If you go somewhere and valet park is the ONLY option, will these people be able to drive it? or can you insist on parking it yourself??
Has anyone had experience with this kind of a situation?

Thanx,
Max


----------



## Mr. The Edge (Dec 19, 2001)

Max said:


> *If you go somewhere and valet park is the ONLY option, will these people be able to drive it? or can you insist on parking it yourself??
> Has anyone had experience with this kind of a situation?
> 
> Thanx,
> Max *


some people have printed out laminated cards like the tag the car came with. Others have simply parked for themselves with no problems.


----------



## tlaselva (Aug 21, 2002)

I would insist on parking it myself.
I'd tell them the tranny is an SMG and your not about to have to give the Valet a course in how to use it.

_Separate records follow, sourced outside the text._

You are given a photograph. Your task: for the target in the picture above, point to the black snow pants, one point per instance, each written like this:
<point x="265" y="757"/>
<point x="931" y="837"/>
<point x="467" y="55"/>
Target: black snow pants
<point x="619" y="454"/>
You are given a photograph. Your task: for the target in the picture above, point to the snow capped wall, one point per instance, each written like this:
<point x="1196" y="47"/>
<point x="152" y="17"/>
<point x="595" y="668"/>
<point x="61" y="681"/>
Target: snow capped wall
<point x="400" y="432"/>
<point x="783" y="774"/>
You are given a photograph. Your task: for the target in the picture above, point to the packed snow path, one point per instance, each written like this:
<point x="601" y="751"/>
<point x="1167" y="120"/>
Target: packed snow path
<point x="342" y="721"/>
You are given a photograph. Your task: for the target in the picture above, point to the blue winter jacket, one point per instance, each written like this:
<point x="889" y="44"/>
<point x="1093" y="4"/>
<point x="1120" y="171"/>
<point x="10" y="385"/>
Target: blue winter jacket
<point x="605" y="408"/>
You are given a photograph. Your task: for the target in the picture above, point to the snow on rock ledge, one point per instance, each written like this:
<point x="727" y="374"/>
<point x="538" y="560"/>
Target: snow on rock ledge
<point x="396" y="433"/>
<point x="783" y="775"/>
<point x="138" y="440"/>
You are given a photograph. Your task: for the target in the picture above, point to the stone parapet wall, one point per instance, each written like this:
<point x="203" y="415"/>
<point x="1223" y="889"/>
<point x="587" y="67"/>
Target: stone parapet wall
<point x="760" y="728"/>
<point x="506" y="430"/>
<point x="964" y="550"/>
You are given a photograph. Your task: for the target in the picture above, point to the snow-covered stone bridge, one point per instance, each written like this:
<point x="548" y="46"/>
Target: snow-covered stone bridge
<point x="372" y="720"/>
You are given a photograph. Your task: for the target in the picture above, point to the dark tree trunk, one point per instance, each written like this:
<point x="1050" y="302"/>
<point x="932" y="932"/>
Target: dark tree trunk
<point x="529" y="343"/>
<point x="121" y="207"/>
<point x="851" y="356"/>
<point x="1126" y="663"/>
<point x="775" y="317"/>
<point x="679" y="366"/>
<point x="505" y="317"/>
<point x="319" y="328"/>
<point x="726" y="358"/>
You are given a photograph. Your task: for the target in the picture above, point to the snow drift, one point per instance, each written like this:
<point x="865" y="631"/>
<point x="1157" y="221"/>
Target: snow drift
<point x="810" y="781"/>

I once seen how valets drive cars for an evening at a function.
Ever since then, I wouldn't let them touch my car with a pole...:tsk:


----------



## rost12 (Dec 22, 2001)

I had to give a crash-course on E65 slush-box to 5(!) valets at a hotel we were staying in. It was "fun"  Otherwse...it's just a car. You've bought it to enjoy it, so enjoy


----------



## LIL RAJA (Feb 27, 2002)

rost12 said:


> *I had to give a crash-course on E65 slush-box to 5(!) valets at a hotel we were staying in. It was "fun"  Otherwse...it's just a car. You've bought it to enjoy it, so enjoy  *


yes, you have bought it to enjoy it not the valet person. They totally abuse cars and you wouldn't want to be stuck with having engine problems due to valet driver took it out for a spin.

raja


----------



## LarryN (Dec 24, 2001)

Max said:


> *If you go somewhere and valet park is the ONLY option, will these people be able to drive it? or can you insist on parking it yourself??
> Has anyone had experience with this kind of a situation?
> 
> Thanx,
> Max *


Funny you mention this now. There's an article in the current Roundel magazine (just got it a couple of days ago). It's about a new couple's experience withe thir new SMGII M3. They said that they would not in any way feel comforatble with leaving the car with a valet, seeing the learning curve they went through when they first drove the car. It's a pretty good article...


----------



## ayn (Dec 19, 2001)

Max said:


> *If you go somewhere and valet park is the ONLY option, will these people be able to drive it? or can you insist on parking it yourself??
> Has anyone had experience with this kind of a situation?
> 
> Thanx,
> Max *


i usually just pay them (with a big tip too), and kindly ask if I could park myself. (i don't have and M3 tho, but that's what i do)


----------